На наш взгляд, во многом потому, что именно Русь – Россия – СССР превратили эту мечту в явь, в сущностное бытие огромной многонациональной державы, осуществившей всеединство сотен наций и народностей. Вселенское всеединство не просто мечта, а единственное средство от самоуничтожения человечества. Именно об этом предупреждали великие русские мыслители. Однако это всеединство должно осуществляться не на началах западного глобализма, несущего новое рабство, а на началах любви, братства, милосердия и сострадания. Именно к этому призывали российские гении.
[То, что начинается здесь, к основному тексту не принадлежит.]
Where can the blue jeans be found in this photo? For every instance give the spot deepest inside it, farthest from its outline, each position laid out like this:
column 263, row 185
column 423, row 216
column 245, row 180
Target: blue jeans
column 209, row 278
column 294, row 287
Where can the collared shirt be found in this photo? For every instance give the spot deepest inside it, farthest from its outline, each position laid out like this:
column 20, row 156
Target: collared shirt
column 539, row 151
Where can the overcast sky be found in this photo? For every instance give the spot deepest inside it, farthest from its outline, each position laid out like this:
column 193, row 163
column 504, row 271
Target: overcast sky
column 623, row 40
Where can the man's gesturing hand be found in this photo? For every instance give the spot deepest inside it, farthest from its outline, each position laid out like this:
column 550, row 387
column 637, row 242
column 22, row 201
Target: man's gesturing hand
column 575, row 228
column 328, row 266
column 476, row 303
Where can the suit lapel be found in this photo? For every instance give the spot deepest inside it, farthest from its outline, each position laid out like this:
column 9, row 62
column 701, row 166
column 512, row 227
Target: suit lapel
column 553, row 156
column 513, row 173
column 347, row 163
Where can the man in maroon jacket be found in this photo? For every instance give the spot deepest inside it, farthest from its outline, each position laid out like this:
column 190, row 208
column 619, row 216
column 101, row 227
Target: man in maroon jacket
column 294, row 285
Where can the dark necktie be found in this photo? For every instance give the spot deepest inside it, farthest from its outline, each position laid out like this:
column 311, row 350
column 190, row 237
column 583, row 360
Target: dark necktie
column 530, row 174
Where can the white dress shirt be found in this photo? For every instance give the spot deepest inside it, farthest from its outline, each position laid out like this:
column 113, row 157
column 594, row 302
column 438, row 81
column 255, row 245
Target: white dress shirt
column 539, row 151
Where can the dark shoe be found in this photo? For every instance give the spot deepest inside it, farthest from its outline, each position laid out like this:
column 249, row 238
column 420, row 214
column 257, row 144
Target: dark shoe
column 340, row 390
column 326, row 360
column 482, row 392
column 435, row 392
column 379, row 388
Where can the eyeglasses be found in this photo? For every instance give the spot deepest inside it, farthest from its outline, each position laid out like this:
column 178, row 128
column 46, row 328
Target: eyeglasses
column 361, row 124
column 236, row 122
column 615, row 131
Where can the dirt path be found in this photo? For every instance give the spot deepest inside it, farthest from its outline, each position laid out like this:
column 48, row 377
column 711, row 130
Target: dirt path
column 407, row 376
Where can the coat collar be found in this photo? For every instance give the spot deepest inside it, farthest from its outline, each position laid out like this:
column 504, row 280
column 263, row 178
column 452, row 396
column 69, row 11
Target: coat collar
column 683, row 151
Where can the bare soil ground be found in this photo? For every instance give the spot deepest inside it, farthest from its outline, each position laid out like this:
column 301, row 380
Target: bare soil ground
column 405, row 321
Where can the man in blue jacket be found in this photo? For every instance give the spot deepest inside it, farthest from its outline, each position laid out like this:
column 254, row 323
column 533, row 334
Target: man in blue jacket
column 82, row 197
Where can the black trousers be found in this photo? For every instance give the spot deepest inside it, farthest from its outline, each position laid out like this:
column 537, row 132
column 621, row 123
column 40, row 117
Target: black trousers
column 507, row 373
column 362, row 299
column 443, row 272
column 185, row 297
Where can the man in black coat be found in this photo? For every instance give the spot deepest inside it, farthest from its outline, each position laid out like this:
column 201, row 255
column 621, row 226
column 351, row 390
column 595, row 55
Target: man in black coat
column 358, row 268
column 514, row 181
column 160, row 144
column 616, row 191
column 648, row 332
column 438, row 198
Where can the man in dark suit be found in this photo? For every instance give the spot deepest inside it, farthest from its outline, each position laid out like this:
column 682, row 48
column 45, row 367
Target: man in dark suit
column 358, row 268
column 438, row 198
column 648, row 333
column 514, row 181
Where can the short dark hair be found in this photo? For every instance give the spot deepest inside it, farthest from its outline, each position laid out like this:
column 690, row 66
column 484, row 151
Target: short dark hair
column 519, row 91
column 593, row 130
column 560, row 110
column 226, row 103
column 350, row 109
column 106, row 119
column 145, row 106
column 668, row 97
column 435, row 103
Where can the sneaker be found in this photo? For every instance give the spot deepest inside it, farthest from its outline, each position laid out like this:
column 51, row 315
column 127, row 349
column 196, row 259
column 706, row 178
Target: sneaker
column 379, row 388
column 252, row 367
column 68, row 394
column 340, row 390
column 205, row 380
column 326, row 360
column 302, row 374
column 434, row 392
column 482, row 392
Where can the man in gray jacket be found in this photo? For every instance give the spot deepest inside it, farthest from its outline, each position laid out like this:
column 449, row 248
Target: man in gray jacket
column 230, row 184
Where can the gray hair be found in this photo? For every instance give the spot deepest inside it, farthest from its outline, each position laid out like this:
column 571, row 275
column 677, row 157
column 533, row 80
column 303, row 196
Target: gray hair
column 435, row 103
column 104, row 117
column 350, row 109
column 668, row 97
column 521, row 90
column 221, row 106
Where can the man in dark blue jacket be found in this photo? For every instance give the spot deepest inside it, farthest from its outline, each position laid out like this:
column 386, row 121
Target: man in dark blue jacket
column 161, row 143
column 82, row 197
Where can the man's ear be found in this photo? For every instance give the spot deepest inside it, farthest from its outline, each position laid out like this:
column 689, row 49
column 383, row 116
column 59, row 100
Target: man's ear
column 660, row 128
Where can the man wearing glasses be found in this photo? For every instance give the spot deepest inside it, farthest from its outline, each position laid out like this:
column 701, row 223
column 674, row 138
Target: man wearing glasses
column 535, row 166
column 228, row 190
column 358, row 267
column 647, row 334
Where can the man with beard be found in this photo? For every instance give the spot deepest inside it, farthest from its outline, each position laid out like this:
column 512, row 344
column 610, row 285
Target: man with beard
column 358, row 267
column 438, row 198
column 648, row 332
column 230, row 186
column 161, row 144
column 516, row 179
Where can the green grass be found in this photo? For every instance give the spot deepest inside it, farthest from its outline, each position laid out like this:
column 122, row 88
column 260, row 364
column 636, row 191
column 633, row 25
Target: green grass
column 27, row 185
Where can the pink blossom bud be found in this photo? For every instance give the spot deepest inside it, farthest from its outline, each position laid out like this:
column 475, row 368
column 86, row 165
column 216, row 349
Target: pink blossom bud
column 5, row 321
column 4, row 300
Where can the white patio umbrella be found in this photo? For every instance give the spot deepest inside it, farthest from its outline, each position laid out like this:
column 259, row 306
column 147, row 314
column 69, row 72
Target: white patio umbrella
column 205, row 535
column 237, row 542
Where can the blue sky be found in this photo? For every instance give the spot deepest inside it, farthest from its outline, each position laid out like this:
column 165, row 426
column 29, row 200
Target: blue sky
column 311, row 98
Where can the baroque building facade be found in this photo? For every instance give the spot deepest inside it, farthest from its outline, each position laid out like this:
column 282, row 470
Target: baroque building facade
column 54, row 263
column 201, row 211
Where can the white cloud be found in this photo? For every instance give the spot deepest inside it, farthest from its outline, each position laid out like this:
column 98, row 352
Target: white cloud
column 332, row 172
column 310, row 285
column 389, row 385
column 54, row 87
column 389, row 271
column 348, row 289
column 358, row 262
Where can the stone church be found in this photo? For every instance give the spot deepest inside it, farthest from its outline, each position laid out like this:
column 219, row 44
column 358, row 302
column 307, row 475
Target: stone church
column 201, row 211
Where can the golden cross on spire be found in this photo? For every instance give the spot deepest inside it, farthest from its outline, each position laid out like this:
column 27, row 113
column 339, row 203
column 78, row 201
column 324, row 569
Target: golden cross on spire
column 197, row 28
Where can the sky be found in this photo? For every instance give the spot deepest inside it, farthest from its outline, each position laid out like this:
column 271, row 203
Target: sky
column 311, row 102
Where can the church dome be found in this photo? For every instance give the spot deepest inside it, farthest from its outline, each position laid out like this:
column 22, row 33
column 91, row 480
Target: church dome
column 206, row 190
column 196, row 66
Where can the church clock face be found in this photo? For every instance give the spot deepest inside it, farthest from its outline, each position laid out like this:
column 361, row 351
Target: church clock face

Византия оказала огромное влияние на развитие мировой культуры. Об этом емко и красноречиво говорится в коллективном труде ведущих российских византинистов. Приведем из него обширную выдержку: «На Западе античная культура была разгромлена варварами, традиции ее оказались прерванными и поначалу недоступными для новых молодых народов, уровень развития которых несравним с греческим или римским. В это же время в первой половине VI в. Византийская империя приходит к своему наибольшему могуществу, а византийская культура обладает высокой зрелостью и блеском. В огромной и пышной империи Юстиниана отчеканиваются основы византийской государственности, церковности, культуры, искусства. Константинополь рассматривается теперь как центр образованности и законодатель художественных вкусов. Здесь вырабатываются все основные установки в искусстве. Импульсы из Константинополя широкими концентрическими кругами расходятся по периферии, определяя ее художественную жизнь. С этого времени и далее, во все века существования Византии, в ее искусстве четко выделяется столичная школа.

Византийская культура, в том числе и прежде всего искусство, в отличие от западной, не знала разрушений. На античных художественных образцах здесь учились, античность здесь навсегда осталась “живой” и стала настоящим фундаментом всей культуры. Собственный художественный язык был обретен путем трансформации античного, а не создавался заново, как бы “с нуля”, как это было в варваризировавшейся Европе. Путь византийского искусства – это естественное развитие раннехристианского средиземноморского, а затем – бережное хранение его классических основ, впрочем, переосмысленных, приспособленных для христианских идей»[481].

Не менее значимым было влияние Византии. Вместе с тем, как подчеркивает Г. Флоровский, Русь не слепо копировала византийскую культуру, а прилагала усилия по ее глубокому усвоению и творческому преобразованию в культуру, отвечающую потребностям собственного, самобытного духовно-культурного развития. Уже на ранней стадии своей истории Русь показала удивительные качества воспринимать новую культуру, в данном случае византийскую, приспосабливая ее к своим духовно-культурным потребностям и воззрениям.

Древняя Русь по-своему «читала» христианство. Даже иконы Древней Руси придавали обретенным из Византии святым образам иные, чем в византийской классике, изображения. Позже Андрей Рублев, величайший из иконописцев, написал Христа совсем не так, как это было принято в каноне восточно-христианской традиции до него.